Deep learning models are vulnerable, but adversarial examples are even more vulnerable
Jun Li, Yanwei Xu, Keran Li, Xiaoli Zhang
TL;DR
This work reveals that adversarial examples are intrinsically more sensitive to occlusion than clean inputs. It defines Sliding Mask Confidence Entropy ($H_{ ext{SMCE}}$) to quantify confidence volatility under a sliding $m\times m$ occlusion window, and visualizes this instability with Mask Entropy Field Maps. Building on this, the Sliding Window Masking-Adversarial Example Detection (SWM-AED) detector uses SMCE thresholds to reliably separate adversarial from clean samples without requiring adversarial training, addressing overfitting concerns. Empirical results on CIFAR-10 across multiple architectures and nine attack methods show robust detection (often >80% accuracy) and highlight the benefits of model depth and appropriate mask size for improving performance.

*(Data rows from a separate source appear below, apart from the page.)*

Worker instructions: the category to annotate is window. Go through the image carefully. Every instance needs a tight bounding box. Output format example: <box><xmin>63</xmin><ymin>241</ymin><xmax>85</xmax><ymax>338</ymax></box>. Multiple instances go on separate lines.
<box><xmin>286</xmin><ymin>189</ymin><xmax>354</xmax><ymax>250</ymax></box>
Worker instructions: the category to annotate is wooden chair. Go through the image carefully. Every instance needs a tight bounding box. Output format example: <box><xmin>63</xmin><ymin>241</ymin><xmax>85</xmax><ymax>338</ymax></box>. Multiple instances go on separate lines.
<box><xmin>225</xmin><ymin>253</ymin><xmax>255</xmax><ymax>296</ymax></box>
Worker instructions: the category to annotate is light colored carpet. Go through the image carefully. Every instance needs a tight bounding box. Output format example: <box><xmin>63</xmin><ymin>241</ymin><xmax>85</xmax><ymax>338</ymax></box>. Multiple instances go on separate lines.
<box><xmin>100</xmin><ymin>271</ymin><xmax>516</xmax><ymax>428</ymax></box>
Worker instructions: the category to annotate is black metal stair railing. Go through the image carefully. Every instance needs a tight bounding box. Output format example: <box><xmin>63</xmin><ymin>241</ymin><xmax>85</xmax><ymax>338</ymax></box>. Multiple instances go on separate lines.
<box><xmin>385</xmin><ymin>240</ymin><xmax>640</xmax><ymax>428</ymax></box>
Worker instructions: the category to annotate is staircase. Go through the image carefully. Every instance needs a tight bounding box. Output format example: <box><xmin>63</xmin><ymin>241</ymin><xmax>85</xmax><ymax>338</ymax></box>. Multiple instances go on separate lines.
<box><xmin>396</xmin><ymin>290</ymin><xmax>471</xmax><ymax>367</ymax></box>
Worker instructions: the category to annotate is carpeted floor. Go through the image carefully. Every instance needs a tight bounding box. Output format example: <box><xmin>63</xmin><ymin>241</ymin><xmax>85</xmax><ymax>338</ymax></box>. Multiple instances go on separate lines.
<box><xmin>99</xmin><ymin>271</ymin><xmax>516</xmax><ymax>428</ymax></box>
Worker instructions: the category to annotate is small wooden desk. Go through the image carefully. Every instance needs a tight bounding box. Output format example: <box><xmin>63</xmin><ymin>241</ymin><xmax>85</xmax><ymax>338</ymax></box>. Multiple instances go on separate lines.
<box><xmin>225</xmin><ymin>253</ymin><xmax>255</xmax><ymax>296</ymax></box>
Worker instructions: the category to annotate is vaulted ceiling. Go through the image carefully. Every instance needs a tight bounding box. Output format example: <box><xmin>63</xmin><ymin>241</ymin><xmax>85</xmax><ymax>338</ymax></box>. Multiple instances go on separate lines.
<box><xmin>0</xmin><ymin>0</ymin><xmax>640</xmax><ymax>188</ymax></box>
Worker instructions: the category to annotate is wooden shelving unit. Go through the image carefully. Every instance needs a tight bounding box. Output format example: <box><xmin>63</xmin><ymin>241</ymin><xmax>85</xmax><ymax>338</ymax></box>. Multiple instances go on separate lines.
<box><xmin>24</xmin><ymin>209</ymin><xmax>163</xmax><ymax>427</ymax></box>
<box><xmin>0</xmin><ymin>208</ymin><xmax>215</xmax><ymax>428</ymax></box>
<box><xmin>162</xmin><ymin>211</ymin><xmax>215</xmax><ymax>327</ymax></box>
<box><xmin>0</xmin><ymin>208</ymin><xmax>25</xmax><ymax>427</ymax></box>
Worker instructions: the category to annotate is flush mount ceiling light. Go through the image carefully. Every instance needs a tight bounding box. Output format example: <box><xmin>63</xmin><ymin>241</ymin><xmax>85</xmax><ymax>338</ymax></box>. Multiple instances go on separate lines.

The approach provides a scalable, model-aware defense that leverages an intrinsic vulnerability rather than relying solely on prior robustness training, with public code and data for reproducibility.
Abstract
Understanding intrinsic differences between adversarial examples and clean samples is key to enhancing DNN robustness and detection against adversarial attacks. This study first empirically finds that image-based adversarial examples are notably sensitive to occlusion. Controlled experiments on CIFAR-10 used nine canonical attacks (e.g., FGSM, PGD) to generate adversarial examples, paired with original samples for evaluation. We introduce Sliding Mask Confidence Entropy (SMCE) to quantify model confidence fluctuation under occlusion. Using 1800+ test images, SMCE calculations supported by Mask Entropy Field Maps and statistical distributions show adversarial examples have significantly higher confidence volatility under occlusion than originals. Based on this, we propose Sliding Window Mask-based Adversarial Example Detection (SWM-AED), which avoids catastrophic overfitting of conventional adversarial training. Evaluations across classifiers and attacks on CIFAR-10 demonstrate robust performance, with accuracy over 62% in most cases and up to 96.5%.